= Samuel Kerkham Ratcliffe =

English journalist and lecturer (1868-1958)

Samuel Kerkham Ratcliffe (1868–1958) was an English journalist and lecturer.

==Life==
Ratcliffe's father owned a King's Lynn flour mill, but moved to work as a railway clerk in Manchester when that business failed. Samuel was sent to be live with an aunt and attend school in London. He started working as a journalist for The Echo, edited by John Passmore Edwards, eventually rising to be leader-writer.

In May 1902 Ratcliffe joined the Indian English-language newspaper The Statesman as its assistant editor under Paul Knight. Later that year he met Sister Nivedita, who would become a lifelong friend. In 1903 Ratcliffe became the acting editor of The Statesman, and continued with the newspaper until 1907 when he was forced to resign for espousing Indian nationalism. Returning to London, he worked for the Daily News under A. G. Gardiner, as well as writing for the Manchester Guardian, The Spectator, the Nation and the Contemporary Review. Ratcliffe was editor of the Sociological Review from 1910 to 1917.

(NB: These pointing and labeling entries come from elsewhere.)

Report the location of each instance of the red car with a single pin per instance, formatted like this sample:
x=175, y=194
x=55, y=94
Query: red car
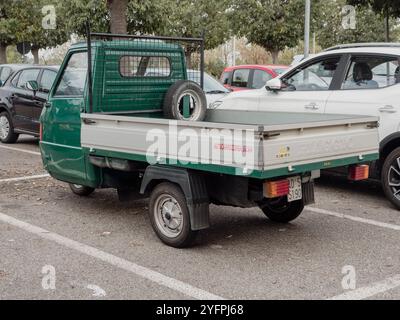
x=248, y=77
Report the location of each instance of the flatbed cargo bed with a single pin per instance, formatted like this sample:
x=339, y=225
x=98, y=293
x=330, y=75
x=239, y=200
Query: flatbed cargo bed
x=259, y=144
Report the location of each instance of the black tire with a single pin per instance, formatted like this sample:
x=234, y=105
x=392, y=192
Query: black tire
x=10, y=135
x=178, y=232
x=81, y=191
x=282, y=211
x=390, y=178
x=173, y=102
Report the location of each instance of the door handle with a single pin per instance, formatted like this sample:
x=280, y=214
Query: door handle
x=311, y=106
x=387, y=109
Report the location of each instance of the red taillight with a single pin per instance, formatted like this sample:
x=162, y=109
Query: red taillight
x=275, y=189
x=357, y=173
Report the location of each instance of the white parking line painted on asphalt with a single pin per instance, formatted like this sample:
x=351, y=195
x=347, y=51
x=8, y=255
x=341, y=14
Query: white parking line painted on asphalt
x=25, y=178
x=356, y=219
x=21, y=150
x=370, y=291
x=143, y=272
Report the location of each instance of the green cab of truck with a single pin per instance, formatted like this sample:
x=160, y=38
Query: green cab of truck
x=113, y=100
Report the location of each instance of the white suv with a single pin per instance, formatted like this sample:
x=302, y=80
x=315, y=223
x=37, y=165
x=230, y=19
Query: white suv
x=359, y=79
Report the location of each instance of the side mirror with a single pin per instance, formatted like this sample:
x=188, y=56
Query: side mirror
x=32, y=85
x=274, y=85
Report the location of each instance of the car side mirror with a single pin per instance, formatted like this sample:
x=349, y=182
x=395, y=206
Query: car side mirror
x=32, y=85
x=275, y=84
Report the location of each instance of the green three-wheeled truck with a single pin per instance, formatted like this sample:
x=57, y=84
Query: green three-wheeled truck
x=123, y=114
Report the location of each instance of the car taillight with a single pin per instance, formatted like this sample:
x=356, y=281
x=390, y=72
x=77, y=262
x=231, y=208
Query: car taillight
x=275, y=189
x=360, y=172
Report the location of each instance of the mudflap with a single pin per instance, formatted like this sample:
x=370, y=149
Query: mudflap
x=193, y=186
x=308, y=193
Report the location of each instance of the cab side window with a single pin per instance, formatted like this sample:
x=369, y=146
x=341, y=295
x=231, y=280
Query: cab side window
x=315, y=77
x=372, y=72
x=47, y=80
x=241, y=78
x=73, y=79
x=225, y=78
x=27, y=75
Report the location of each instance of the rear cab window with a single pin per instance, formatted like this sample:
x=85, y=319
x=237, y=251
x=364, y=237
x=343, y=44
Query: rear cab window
x=144, y=66
x=372, y=72
x=315, y=76
x=27, y=75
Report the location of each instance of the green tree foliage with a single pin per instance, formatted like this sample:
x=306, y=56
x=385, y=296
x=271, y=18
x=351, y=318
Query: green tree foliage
x=190, y=18
x=31, y=25
x=391, y=7
x=370, y=26
x=79, y=12
x=271, y=24
x=21, y=20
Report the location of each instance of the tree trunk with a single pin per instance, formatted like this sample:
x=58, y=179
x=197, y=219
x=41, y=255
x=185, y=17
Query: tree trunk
x=3, y=53
x=275, y=56
x=119, y=23
x=35, y=53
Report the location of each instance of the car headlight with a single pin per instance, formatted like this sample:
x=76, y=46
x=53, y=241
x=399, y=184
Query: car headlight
x=215, y=104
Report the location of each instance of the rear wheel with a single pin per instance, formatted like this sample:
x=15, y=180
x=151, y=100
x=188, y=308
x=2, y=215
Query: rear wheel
x=81, y=190
x=169, y=216
x=281, y=211
x=7, y=134
x=391, y=177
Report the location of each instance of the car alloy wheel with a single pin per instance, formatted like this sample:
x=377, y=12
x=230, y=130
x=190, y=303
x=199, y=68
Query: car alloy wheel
x=168, y=216
x=394, y=178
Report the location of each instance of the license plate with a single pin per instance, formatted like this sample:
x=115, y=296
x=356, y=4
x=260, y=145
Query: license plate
x=295, y=192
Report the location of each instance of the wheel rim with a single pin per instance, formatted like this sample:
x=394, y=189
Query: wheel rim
x=4, y=127
x=194, y=105
x=168, y=216
x=279, y=205
x=394, y=178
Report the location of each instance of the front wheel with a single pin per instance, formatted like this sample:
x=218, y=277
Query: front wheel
x=282, y=211
x=7, y=134
x=169, y=216
x=81, y=191
x=391, y=177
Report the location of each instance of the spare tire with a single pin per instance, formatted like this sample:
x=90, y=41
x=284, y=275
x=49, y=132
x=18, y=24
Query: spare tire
x=185, y=100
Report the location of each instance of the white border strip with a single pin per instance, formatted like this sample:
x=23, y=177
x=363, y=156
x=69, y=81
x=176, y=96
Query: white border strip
x=21, y=150
x=25, y=178
x=356, y=219
x=143, y=272
x=369, y=291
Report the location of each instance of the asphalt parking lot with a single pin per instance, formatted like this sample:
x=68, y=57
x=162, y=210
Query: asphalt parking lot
x=99, y=248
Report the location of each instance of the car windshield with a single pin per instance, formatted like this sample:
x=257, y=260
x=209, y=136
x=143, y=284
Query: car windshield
x=210, y=84
x=280, y=70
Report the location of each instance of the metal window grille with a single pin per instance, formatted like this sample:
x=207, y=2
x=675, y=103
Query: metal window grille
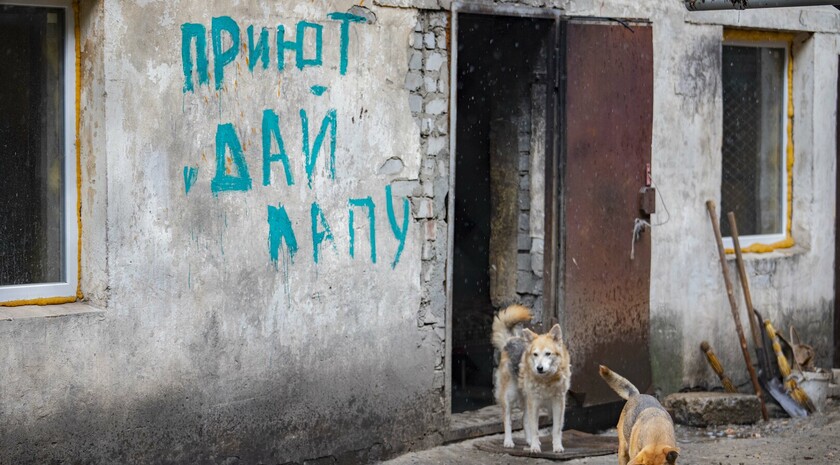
x=753, y=133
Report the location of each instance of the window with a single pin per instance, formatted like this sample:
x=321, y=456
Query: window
x=755, y=138
x=38, y=209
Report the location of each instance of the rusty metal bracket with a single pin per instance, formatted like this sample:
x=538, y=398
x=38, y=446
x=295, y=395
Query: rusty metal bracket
x=647, y=200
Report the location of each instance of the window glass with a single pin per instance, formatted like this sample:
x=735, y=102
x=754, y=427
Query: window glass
x=754, y=170
x=32, y=145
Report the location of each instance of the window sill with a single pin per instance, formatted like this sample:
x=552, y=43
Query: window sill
x=780, y=253
x=47, y=311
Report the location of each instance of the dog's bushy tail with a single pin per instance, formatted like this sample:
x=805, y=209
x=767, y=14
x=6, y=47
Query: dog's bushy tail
x=620, y=385
x=505, y=320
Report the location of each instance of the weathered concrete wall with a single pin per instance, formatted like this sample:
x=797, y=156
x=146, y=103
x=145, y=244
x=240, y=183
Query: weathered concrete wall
x=790, y=286
x=211, y=349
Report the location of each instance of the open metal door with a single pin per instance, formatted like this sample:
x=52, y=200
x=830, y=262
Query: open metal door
x=608, y=116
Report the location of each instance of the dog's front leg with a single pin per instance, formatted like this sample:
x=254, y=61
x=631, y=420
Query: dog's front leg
x=506, y=417
x=526, y=424
x=532, y=417
x=558, y=411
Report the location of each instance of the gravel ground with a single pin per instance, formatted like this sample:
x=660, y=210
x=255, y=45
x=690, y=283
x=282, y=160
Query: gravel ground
x=805, y=441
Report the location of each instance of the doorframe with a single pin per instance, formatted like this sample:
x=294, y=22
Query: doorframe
x=551, y=157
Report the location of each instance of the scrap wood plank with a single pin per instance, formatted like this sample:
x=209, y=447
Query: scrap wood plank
x=577, y=443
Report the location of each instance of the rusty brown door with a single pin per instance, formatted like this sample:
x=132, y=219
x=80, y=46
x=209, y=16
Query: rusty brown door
x=608, y=120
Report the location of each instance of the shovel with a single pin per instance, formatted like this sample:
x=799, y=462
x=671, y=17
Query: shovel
x=768, y=382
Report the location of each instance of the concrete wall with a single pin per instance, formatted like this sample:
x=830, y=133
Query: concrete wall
x=201, y=346
x=208, y=348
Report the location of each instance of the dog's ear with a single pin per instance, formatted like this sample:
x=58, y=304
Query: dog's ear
x=528, y=335
x=671, y=455
x=556, y=333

Ratcliffe began lecturing for the South Place Ethical Society in 1912. In 1913 he delivered a series of lectures to the League of Political Education in New York. For the next three decades he spent the winter months lecturing across the United States: "It is probable", suggested his Manchester Guardian obituarist, "that no Englishman ever travelled so many miles in America or was heard by so many thousands of people there as he." He also continued lecturing in England, where he became a member of the South Place Ethical Society's panel in 1915 and in the 1930s was the society's most regular lecturer.

== Personal life ==
Ratcliffe's son was the scientist Francis Ratcliffe, and one of his two daughters Katherine Monica Ratcliffe (1911-2012) married the neurophysiologist W. Grey Walter and their only child was Nicolas Walter his grandson. After the couple divorced in 1945, Monica married Cambridge University scientist Arnold Beck with whom she brought up Nicolas.